The work tells nothing, it enlightens not at all, it just makes audiences
feel better about themselves for having heard it (the same could be said in
large measure of Schindler's List (not absolutely, it does have its merits,
through conveying to a wider audience something of the reality of the
historical events, and especially about the relationship between Schindler
and Goeth, though the hideous and obscene conclusion rather swamps those
aspects)).
>
> i'm a bit confused. i'm reminded of the Bible verse "nothing new under
> the
> sun". perhaps there's a grain of truth in that. all these schools maybe
> labeled as 20th Century art and music, in a few years. the modern and
> postmodern labels might be reused.
>
The mistake is to conceive of modernism and postmodernism as styles rather
than as attitudes.
Ian
Where does Schoenberg fit into your picture - or would you not call him
a
modernist?
* * *
Well Schoenberg must be a modernist 'cos he was banned by the Third
Reich.
His type of modernism looks for rational structures - the logical
necessity of serial composition as a way of holding music together
after the expansion and disintegration of tonality. I guess what he
was looking for is to create rational structures to contain the
powerful emotions he felt and wanted to communicate.

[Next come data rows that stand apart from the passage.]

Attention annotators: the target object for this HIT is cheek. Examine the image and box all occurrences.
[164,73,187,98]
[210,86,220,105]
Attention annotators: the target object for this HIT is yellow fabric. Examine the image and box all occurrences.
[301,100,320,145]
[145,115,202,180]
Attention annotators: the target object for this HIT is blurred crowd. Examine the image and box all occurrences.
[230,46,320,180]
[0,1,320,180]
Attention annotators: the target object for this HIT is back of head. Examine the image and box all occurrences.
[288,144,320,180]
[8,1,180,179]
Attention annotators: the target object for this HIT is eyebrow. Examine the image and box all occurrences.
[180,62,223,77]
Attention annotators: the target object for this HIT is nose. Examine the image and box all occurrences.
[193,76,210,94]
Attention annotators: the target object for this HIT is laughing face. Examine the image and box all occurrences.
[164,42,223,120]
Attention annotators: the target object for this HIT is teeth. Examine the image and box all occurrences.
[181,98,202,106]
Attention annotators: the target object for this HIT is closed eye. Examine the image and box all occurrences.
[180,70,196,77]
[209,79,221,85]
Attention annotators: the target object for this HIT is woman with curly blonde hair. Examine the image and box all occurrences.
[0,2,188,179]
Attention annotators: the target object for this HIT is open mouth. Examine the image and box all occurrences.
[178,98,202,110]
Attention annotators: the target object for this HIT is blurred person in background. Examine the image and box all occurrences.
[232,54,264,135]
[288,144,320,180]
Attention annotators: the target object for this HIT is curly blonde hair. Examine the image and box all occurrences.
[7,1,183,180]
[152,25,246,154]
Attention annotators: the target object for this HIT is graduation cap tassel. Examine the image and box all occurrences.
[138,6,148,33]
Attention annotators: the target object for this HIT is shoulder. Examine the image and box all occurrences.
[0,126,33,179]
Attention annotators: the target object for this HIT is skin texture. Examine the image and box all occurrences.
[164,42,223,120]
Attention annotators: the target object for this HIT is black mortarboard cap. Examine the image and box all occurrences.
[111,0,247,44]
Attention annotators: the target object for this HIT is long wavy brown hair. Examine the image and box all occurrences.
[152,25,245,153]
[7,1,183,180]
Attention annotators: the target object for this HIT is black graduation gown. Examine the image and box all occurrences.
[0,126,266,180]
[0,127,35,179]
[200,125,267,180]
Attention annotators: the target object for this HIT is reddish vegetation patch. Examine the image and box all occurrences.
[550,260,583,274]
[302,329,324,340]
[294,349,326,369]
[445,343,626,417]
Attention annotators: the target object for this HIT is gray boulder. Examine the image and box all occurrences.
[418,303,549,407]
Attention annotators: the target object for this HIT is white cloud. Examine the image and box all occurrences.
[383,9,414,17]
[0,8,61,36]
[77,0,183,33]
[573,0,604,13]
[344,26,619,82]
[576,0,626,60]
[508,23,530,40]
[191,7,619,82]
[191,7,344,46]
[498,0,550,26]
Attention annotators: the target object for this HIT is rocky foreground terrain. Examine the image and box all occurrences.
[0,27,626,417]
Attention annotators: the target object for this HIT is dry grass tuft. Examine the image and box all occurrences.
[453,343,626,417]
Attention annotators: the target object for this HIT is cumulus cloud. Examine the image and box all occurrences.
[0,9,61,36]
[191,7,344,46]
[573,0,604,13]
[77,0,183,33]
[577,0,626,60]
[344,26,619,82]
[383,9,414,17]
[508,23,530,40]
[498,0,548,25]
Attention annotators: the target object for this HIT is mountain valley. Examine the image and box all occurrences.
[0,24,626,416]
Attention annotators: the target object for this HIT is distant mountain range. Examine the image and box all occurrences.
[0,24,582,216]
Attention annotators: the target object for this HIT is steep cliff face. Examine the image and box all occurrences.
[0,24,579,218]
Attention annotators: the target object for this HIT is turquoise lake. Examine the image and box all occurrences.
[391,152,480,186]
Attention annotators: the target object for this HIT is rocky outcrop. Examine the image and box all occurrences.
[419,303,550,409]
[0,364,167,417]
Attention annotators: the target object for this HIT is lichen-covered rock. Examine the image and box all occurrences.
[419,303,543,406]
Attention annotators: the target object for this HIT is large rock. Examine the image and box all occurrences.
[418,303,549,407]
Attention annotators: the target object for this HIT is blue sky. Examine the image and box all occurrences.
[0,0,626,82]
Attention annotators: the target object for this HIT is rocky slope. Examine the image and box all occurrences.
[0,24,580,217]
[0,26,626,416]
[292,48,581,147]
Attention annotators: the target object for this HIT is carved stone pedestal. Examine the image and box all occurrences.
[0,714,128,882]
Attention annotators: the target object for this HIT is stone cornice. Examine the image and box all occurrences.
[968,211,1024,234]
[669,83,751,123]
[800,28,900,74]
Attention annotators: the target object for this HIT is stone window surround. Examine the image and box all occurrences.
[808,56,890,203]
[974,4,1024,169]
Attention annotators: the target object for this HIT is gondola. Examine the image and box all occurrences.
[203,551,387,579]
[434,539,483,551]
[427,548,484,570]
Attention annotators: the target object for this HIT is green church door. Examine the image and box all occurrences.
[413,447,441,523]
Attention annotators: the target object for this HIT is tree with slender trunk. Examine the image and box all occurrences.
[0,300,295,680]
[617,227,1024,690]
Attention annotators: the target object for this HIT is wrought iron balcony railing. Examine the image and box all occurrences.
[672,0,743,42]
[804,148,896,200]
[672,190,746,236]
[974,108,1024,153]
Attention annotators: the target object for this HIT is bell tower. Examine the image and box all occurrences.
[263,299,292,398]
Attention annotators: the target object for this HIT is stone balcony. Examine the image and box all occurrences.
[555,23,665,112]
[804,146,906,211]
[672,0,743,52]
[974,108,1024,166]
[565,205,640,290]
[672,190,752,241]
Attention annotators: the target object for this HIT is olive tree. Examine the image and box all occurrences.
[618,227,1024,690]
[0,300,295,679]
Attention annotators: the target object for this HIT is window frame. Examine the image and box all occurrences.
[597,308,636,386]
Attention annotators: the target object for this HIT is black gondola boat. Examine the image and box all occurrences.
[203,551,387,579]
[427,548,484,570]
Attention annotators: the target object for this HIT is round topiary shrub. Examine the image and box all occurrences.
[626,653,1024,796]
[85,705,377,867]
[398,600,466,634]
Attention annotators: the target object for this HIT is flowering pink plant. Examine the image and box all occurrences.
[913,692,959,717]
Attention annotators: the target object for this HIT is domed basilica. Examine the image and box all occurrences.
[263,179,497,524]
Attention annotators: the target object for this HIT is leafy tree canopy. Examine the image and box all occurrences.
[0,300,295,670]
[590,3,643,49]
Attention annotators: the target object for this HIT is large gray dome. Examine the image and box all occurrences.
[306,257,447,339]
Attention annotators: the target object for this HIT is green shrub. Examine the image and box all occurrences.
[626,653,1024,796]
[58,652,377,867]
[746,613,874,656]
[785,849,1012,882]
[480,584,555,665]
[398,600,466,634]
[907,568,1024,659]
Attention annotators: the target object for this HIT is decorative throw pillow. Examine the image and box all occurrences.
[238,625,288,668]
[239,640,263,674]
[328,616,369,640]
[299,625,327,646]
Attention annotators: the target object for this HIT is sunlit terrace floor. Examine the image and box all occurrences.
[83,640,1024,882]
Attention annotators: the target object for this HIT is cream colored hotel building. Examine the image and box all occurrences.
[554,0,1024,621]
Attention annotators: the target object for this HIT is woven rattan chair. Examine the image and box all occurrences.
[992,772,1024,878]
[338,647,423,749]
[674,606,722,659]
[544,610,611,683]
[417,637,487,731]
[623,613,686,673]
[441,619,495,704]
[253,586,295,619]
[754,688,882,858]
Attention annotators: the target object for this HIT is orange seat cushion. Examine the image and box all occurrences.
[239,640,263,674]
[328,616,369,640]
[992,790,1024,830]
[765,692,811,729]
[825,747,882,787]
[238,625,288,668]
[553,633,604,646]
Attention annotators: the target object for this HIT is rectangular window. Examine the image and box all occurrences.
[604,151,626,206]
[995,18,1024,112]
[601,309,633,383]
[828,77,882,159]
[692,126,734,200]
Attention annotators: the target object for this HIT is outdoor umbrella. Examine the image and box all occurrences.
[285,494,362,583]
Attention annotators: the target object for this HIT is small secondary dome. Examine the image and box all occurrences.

Interestingly enough this was also Boulez's aim - to take delirium and
organise it (my paraphrase). Whether either Schoenberg or Boulez
succeeded is, I guess, up to the listener.
(For me Berg succeeds better than either of them at the big
expressionist stuff.)
Schoferhoffer
I agree with you about Different Trains. I heard it at a Kronos recital
where they also played an arrangement of Harry Partch's "US Highball"
which was much more life affirming - the Kronos abandoned their
detached postmodernist facial expressions and actually seemed to be
enjoying themselves!
Schoferhoffer
Being Jewish was enough for that to happen.
>
> His type of modernism looks for rational structures - the logical
> necessity of serial composition as a way of holding music together
> after the expansion and disintegration of tonality. I guess what he
> was looking for is to create rational structures to contain the
> powerful emotions he felt and wanted to communicate.
Well, you could say that just about any composer throughout history has done
that to some extent.
>
> Interestingly enough this was also Boulez's aim - to take delirium and
> organise it (my paraphrase). Whether either Schoenberg or Boulez
> succeeded is, I guess, up to the listener.
>
> (For me Berg succeeds better than either of them at the big
> expressionist stuff.)
>
Berg is wonderful, but different - slightly different aims to Schoenberg (or
Webern, or Boulez for that matter).
Ian
What, you mean there might be something wrong with Karolyi's
definition, or did I just pick bad examples? ;-)
--
Jerry Kohl
Modernists were mostly interested in aspects of objectivity. Boulez
and Stockhausen began serializing every aspect of music, which lead to
notions of music being an objective product rather than a subjective
one. This puts Cage in the same camp as them, because he was
interested in removing the composer from the process of music itself.
They share the same high modernist snobbery, at least.
They've all managed to create something different through this process,
but I think that in the end people realized that you can't *really* be
completely objective. So back to subjectivity...
There's some overlap, though, because Reich and Glass used objective
processes which have some correlations with modernist ideals. The idea
that music exists as an object is in both idealisms, although seems
like most of them have abandoned that notion in their later works.